I first read Introduction to Connectionist Modelling of Cognitive Processes (ICMCP) as part of an undergraduate course on cognitive modelling. We were assigned one half of the book to read: I ended up reading every page. Recently I felt like I should read it again, so I bought a used copy off Amazon. That was money well spent: the book was just as good as I remembered.

By their nature, artificial neural networks (referred to as connectionist networks in the book) are a very mathy topic, and it would be easy to write a textbook that was nothing but formulas and very hard to understand. And while ICMCP also spends a lot of time talking about the math behind the various kinds of neural nets, it does its best to explain things as intuitively as possible, sticking to elementary mathematics and elaborating on the reasons of why the equations are what they are. At this, it succeeds – it can be easily understood by someone knowing only high school math. I haven’t personally studied ANNs at a more advanced level, but I would imagine that anybody who intended to do so would greatly benefit from the strong conceptual and historical understanding ICMCP provided.

The book also comes with a floppy disk containing a tlearn simulator which can be used to run various exercises given in the book. I haven’t tried using this program, so I won’t comment on it, nor on the exercises.

The book has 15 chapters, and it is divided into two sections: principles and applications.

Principles

1: ”The basics of connectionist information processing” provides a general overview of how ANNs work. The chapter begins by providing a verbal summary of five assumptions of connectionist modelling: that 1) neurons integrate information, 2) neurons pass information about the level of their input, 3) brain structure is layered, 4) the influence of one neuron on another depends on the strength of the connection between them, and 5) learning is achieved by changing the strengths of connections between neurons. After this verbal introduction, the basic symbols and equations relating to ANNs are introduced simultaneously with an explanation of how the ”neurons” in an ANN model work.

2: ”The attraction of parallel distributed processing for modelling cognition” explains why we’re supposed to be interested in these kinds of models in the first place. It elaborates on some interesting characteristics of ANNs: the representation of knowledge is distributed over the whole network, they are damage resistant and fault tolerant, and they allow memory access by content. All of these properties show up in the human brain, but not in classical computer programs. After briefly explaining these properties, there is an extended example of an ANN-based distributed database storing information about various gang members. In addition to being content addressable, it also shows typicality effects – it can be asked a question like ”what are the members of the gang ‘Sharks’ like”, and it will naturally retrieve information about their typical ages, occupations, educational backgrounds, and so forth. Likewise, if asked to return the name of a pusher, it will suggest the name of the most typical pusher. In addition to explaining what the model is like, this chapter also explains the reasons for why it works the way it does.
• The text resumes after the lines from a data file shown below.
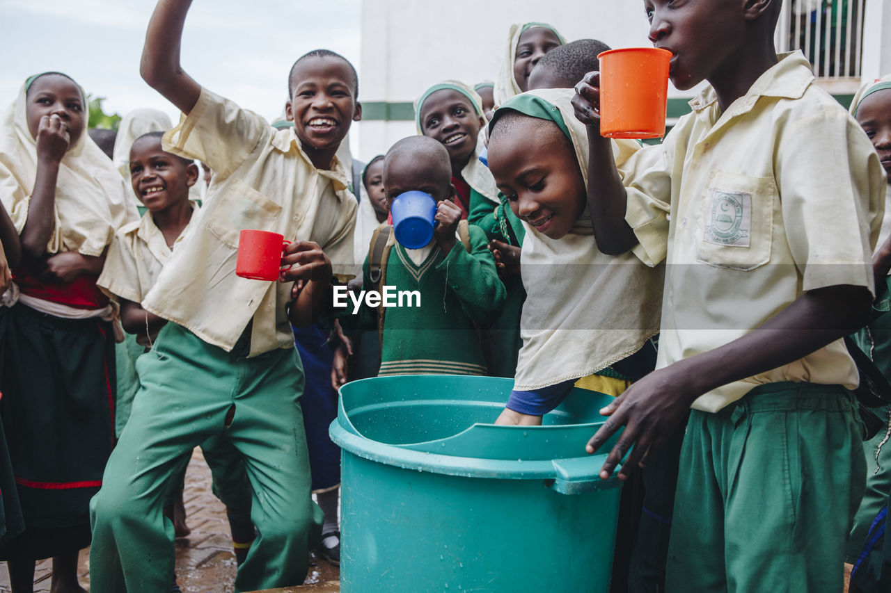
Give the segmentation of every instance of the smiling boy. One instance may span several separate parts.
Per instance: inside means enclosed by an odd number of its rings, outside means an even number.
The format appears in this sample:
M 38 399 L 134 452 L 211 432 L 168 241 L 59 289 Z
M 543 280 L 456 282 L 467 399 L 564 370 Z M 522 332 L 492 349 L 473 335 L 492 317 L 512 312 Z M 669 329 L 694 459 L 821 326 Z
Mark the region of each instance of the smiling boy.
M 142 303 L 168 322 L 139 359 L 142 386 L 131 421 L 93 500 L 91 585 L 98 593 L 167 587 L 174 555 L 161 515 L 163 486 L 177 462 L 210 436 L 239 450 L 253 490 L 258 535 L 235 590 L 301 584 L 320 531 L 290 323 L 311 324 L 330 305 L 332 275 L 346 279 L 353 269 L 356 206 L 334 154 L 361 116 L 356 71 L 325 50 L 301 57 L 289 75 L 294 127 L 276 130 L 182 69 L 190 4 L 159 2 L 141 73 L 183 112 L 164 149 L 207 163 L 214 183 L 200 220 Z M 235 275 L 241 229 L 291 241 L 282 258 L 283 281 Z M 305 284 L 292 297 L 298 280 Z
M 599 134 L 599 75 L 574 99 L 601 180 L 589 188 L 598 247 L 668 264 L 657 370 L 588 443 L 624 425 L 601 475 L 628 453 L 626 476 L 692 408 L 668 591 L 841 590 L 862 493 L 857 370 L 839 338 L 869 311 L 885 178 L 804 56 L 776 54 L 780 7 L 644 1 L 674 85 L 709 85 L 621 176 Z

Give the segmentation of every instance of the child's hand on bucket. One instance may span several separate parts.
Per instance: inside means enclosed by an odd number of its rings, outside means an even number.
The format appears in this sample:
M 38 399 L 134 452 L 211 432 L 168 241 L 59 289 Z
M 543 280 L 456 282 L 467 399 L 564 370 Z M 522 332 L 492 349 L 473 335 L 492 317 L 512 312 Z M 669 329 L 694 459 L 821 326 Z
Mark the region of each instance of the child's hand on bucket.
M 675 369 L 675 367 L 683 367 Z M 588 441 L 585 451 L 594 453 L 619 428 L 625 430 L 613 446 L 601 469 L 607 480 L 625 454 L 620 480 L 625 480 L 638 467 L 644 467 L 672 435 L 674 427 L 686 418 L 690 405 L 700 394 L 691 385 L 691 373 L 684 365 L 674 364 L 650 373 L 628 387 L 625 393 L 601 410 L 609 418 Z M 630 451 L 630 452 L 629 452 Z

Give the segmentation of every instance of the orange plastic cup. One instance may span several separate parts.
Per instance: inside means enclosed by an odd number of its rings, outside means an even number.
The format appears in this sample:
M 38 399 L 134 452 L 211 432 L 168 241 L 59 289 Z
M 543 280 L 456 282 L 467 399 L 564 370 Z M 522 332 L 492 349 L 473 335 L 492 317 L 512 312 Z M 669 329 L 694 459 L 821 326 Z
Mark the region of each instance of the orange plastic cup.
M 244 229 L 238 236 L 235 274 L 241 278 L 277 280 L 282 268 L 282 254 L 290 241 L 269 231 Z
M 601 135 L 665 135 L 671 56 L 671 52 L 655 47 L 609 50 L 597 56 L 601 61 Z

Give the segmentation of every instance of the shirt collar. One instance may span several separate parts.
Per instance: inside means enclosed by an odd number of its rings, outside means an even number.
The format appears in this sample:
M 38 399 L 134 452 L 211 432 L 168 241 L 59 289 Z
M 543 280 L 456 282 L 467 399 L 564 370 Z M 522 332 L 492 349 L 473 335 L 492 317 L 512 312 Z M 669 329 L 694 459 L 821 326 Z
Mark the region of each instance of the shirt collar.
M 297 134 L 295 134 L 293 127 L 288 127 L 277 131 L 275 135 L 273 136 L 272 143 L 274 147 L 282 152 L 289 152 L 293 146 L 297 149 L 300 157 L 307 161 L 310 167 L 314 168 L 315 167 L 315 166 L 313 165 L 313 161 L 310 160 L 309 155 L 303 150 L 303 146 L 300 144 L 300 140 L 297 137 Z M 348 193 L 349 175 L 340 160 L 337 157 L 334 157 L 334 160 L 331 162 L 331 169 L 316 169 L 316 171 L 323 177 L 327 177 L 331 180 L 331 185 L 334 188 L 334 194 L 337 196 L 338 200 L 342 202 L 345 199 L 344 194 Z
M 758 97 L 778 97 L 783 99 L 800 99 L 807 87 L 813 82 L 813 71 L 811 64 L 800 50 L 777 54 L 776 64 L 769 68 L 758 77 L 748 92 L 737 99 L 751 107 Z M 715 89 L 709 85 L 690 102 L 694 111 L 702 111 L 717 102 L 718 97 Z

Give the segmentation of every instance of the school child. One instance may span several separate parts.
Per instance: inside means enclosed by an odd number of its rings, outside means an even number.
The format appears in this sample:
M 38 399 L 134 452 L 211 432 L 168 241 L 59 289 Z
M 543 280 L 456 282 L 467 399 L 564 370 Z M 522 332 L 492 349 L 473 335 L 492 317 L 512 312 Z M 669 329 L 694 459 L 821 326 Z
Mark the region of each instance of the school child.
M 148 313 L 140 303 L 154 286 L 173 249 L 182 243 L 198 210 L 198 205 L 189 199 L 190 190 L 198 182 L 198 167 L 166 152 L 161 146 L 162 135 L 161 132 L 145 134 L 131 146 L 131 184 L 148 209 L 139 221 L 118 230 L 96 281 L 120 304 L 124 329 L 135 335 L 143 353 L 151 347 L 167 320 Z M 138 377 L 136 380 L 138 386 Z M 132 405 L 132 402 L 127 403 Z M 123 410 L 119 408 L 116 424 L 126 426 L 130 410 L 130 405 Z M 249 516 L 250 486 L 244 464 L 238 451 L 219 437 L 205 441 L 201 451 L 213 475 L 214 494 L 226 507 L 233 553 L 241 564 L 254 540 L 254 524 Z M 179 527 L 177 519 L 184 526 L 184 512 L 176 516 L 176 506 L 183 504 L 183 478 L 188 459 L 184 462 L 171 481 L 173 503 L 165 508 L 175 528 Z M 179 532 L 176 536 L 184 537 Z
M 500 107 L 515 94 L 529 90 L 529 74 L 542 56 L 566 39 L 556 28 L 544 22 L 511 25 L 507 52 L 492 92 L 495 106 Z
M 864 479 L 855 365 L 886 178 L 799 53 L 777 55 L 781 3 L 646 0 L 682 90 L 706 87 L 622 175 L 588 125 L 598 248 L 667 264 L 657 370 L 607 406 L 587 451 L 625 426 L 601 471 L 647 466 L 690 410 L 666 590 L 840 590 Z M 630 450 L 630 452 L 629 452 Z
M 871 359 L 882 374 L 891 377 L 891 316 L 887 311 L 891 305 L 888 297 L 888 269 L 891 268 L 891 76 L 864 85 L 851 102 L 851 115 L 861 125 L 872 146 L 879 153 L 887 174 L 888 184 L 885 191 L 885 217 L 879 233 L 878 248 L 873 256 L 876 292 L 872 320 L 854 336 L 857 345 Z M 846 562 L 862 564 L 864 542 L 872 530 L 876 516 L 887 505 L 891 492 L 891 448 L 887 447 L 891 435 L 891 410 L 888 406 L 871 408 L 885 421 L 887 429 L 863 443 L 866 458 L 866 491 L 854 517 L 854 527 L 848 539 Z M 867 554 L 869 550 L 867 550 Z M 859 561 L 859 562 L 858 562 Z
M 468 223 L 485 231 L 490 240 L 507 244 L 511 235 L 495 215 L 501 202 L 498 189 L 488 168 L 477 158 L 477 139 L 486 123 L 479 95 L 462 83 L 446 81 L 427 89 L 416 102 L 414 112 L 418 132 L 448 150 L 452 184 L 457 190 L 455 201 L 468 211 Z M 509 295 L 505 308 L 496 317 L 485 320 L 483 338 L 491 374 L 512 377 L 521 345 L 519 321 L 525 293 L 519 277 L 503 274 L 502 278 Z
M 144 215 L 147 208 L 138 196 L 131 191 L 130 178 L 130 148 L 137 138 L 152 132 L 166 132 L 173 127 L 170 118 L 166 113 L 154 109 L 135 109 L 127 111 L 121 118 L 118 127 L 118 137 L 114 143 L 112 160 L 120 172 L 127 186 L 127 193 L 136 205 L 140 215 Z M 190 198 L 196 204 L 200 204 L 203 197 L 204 183 L 195 183 L 189 189 Z M 117 368 L 118 400 L 115 406 L 115 436 L 119 437 L 127 418 L 130 418 L 130 408 L 133 398 L 139 390 L 139 378 L 136 377 L 136 359 L 145 353 L 145 345 L 136 341 L 133 333 L 126 333 L 124 341 L 115 345 L 115 358 Z M 177 538 L 184 538 L 192 530 L 186 524 L 185 504 L 183 501 L 183 491 L 180 489 L 174 501 L 174 531 Z
M 141 72 L 183 112 L 164 136 L 165 150 L 207 163 L 214 181 L 196 226 L 142 303 L 168 322 L 139 359 L 142 386 L 106 467 L 114 480 L 91 506 L 94 593 L 166 586 L 174 556 L 160 508 L 164 486 L 176 464 L 213 435 L 241 451 L 253 490 L 258 535 L 239 567 L 236 591 L 299 585 L 320 535 L 291 324 L 312 324 L 331 304 L 333 277 L 345 280 L 352 270 L 356 200 L 334 155 L 361 117 L 357 77 L 333 52 L 302 56 L 288 80 L 295 125 L 275 130 L 183 71 L 189 4 L 158 4 Z M 283 281 L 235 275 L 241 229 L 291 241 L 282 258 Z M 293 298 L 298 280 L 302 289 Z
M 493 94 L 495 90 L 494 82 L 484 80 L 481 83 L 477 83 L 473 85 L 473 90 L 479 95 L 479 104 L 483 108 L 483 113 L 488 113 L 495 108 L 495 100 Z
M 430 136 L 448 150 L 455 205 L 471 224 L 498 204 L 492 174 L 477 157 L 477 137 L 486 123 L 479 95 L 467 85 L 446 80 L 434 85 L 415 102 L 418 134 Z
M 17 593 L 50 556 L 53 590 L 83 590 L 88 501 L 114 443 L 114 311 L 96 277 L 136 212 L 86 134 L 85 96 L 67 75 L 31 77 L 0 128 L 0 200 L 21 245 L 0 307 L 0 409 L 25 526 L 0 559 Z
M 387 206 L 387 191 L 384 188 L 384 155 L 378 156 L 368 161 L 362 171 L 362 185 L 368 194 L 368 203 L 374 210 L 374 218 L 378 224 L 383 224 L 389 216 Z
M 438 206 L 429 245 L 408 249 L 390 234 L 380 259 L 373 256 L 372 240 L 365 260 L 365 290 L 392 286 L 420 293 L 412 306 L 380 308 L 379 376 L 486 375 L 477 324 L 501 309 L 504 286 L 485 233 L 462 221 L 461 209 L 452 201 L 448 151 L 431 138 L 404 138 L 387 152 L 383 173 L 388 205 L 401 193 L 419 191 L 432 196 Z M 372 274 L 375 259 L 380 269 Z
M 658 330 L 664 270 L 650 270 L 631 254 L 603 255 L 592 240 L 589 179 L 579 166 L 587 162 L 587 137 L 572 117 L 572 94 L 553 89 L 517 95 L 490 124 L 489 166 L 526 228 L 520 273 L 528 293 L 514 389 L 498 424 L 541 424 L 573 386 L 615 397 L 655 363 L 651 339 Z M 639 148 L 617 141 L 619 166 Z M 639 483 L 623 488 L 625 531 L 641 521 L 641 498 Z M 658 539 L 658 532 L 649 536 Z M 634 537 L 620 531 L 611 581 L 623 590 L 634 576 L 628 570 L 632 549 Z
M 114 142 L 114 151 L 111 160 L 120 172 L 129 193 L 130 187 L 130 147 L 136 138 L 150 132 L 167 132 L 173 127 L 173 123 L 168 114 L 159 110 L 143 108 L 127 111 L 120 118 L 118 126 L 118 137 Z M 139 209 L 140 215 L 145 214 L 145 206 L 139 201 L 135 194 L 131 199 Z
M 389 211 L 387 209 L 387 199 L 384 193 L 383 167 L 384 156 L 378 155 L 365 165 L 359 175 L 358 188 L 356 188 L 359 199 L 359 209 L 356 220 L 356 232 L 353 235 L 353 250 L 356 262 L 359 264 L 361 272 L 362 262 L 368 252 L 368 241 L 372 240 L 374 230 L 387 222 Z M 355 281 L 355 279 L 354 279 Z
M 596 39 L 578 39 L 553 48 L 532 69 L 529 90 L 575 88 L 585 74 L 601 69 L 597 56 L 609 50 L 609 45 Z
M 387 192 L 384 190 L 384 155 L 377 155 L 364 167 L 362 171 L 362 198 L 359 201 L 359 216 L 356 223 L 354 235 L 354 248 L 360 250 L 359 241 L 364 241 L 361 254 L 356 261 L 364 262 L 368 255 L 368 246 L 374 236 L 374 230 L 387 225 L 389 218 L 389 206 L 387 203 Z M 370 233 L 359 233 L 360 224 L 372 223 L 374 227 Z M 362 289 L 363 276 L 361 273 L 347 283 L 347 288 L 358 293 Z M 369 377 L 377 377 L 378 366 L 380 363 L 380 341 L 378 336 L 378 324 L 373 323 L 373 329 L 364 329 L 355 323 L 349 327 L 347 337 L 349 345 L 341 341 L 334 348 L 331 361 L 331 385 L 337 391 L 347 380 L 355 381 Z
3: ”Pattern association” describes a specific kind of an ANN, a pattern associator, and a particular kind of learning rule, the Hebb rule. Pattern associators are networks which are presented with a certain kind of pattern as input and a certain kind of pattern as output, after which they will learn to transform the input pattern to the output pattern. They are capable of generalization: if they encounter an input which is similar to ones they have encountered before, they will produce a similar output. They are also fault tolerant, in that they can produce good results even if parts of the network are destroyed. They also automatically perform prototype extraction. Suppose that there is a prototypical ”average” apple, and all other apples are noisy versions of the prototype. Pattern associators presented with several different patterns representing apples will learn to react the most strongly to an apple which is closest to the prototype, even if they have never actually seen the prototype itself.

4: ”Autoassociation” deals with autoassociator networks, and explains how the Delta learning rule works. Autoassociators are a special case of pattern associators – they are taught to reproduce the same pattern at output that was present at input. While this may seem pointless at first, autoassociators are an effective way of implementing a kind of memory: once trained, they can reproduce a complex pattern merely from seeing a small fragment of the original pattern. This has an obvious connection to the human brain, which can e.g. recall a complicated past memory from simply picking up a smell that formed a minor part of the original memory. Autoassociators are also capable of forming categories and prototypes from individual experiences, such as forming a category corresponding to the concept of a dog from seeing several dogs, without explicitly being told that they all belong to the same category. (Or, to put it in Less Wrong jargon, they learn to recognize clusters in thingspace.)

5: ”Training a multi-layer network with an error signal: hidden units and backpropagation” deals with the limitations of single-layered networks and how those limitations can be overcome by using more complex networks that require new kinds of training rules.

6: ”Competitive networks” differ from previous networks in that they can carry out unsupervised learning: while the previous nets had an explicit teacher signal, competitive networks learn to categorize input patterns into related sets on their own. They can perform both categorization, transforming related inputs into more similar outputs, and orthogonalization, transforming similar inputs into less similar outputs.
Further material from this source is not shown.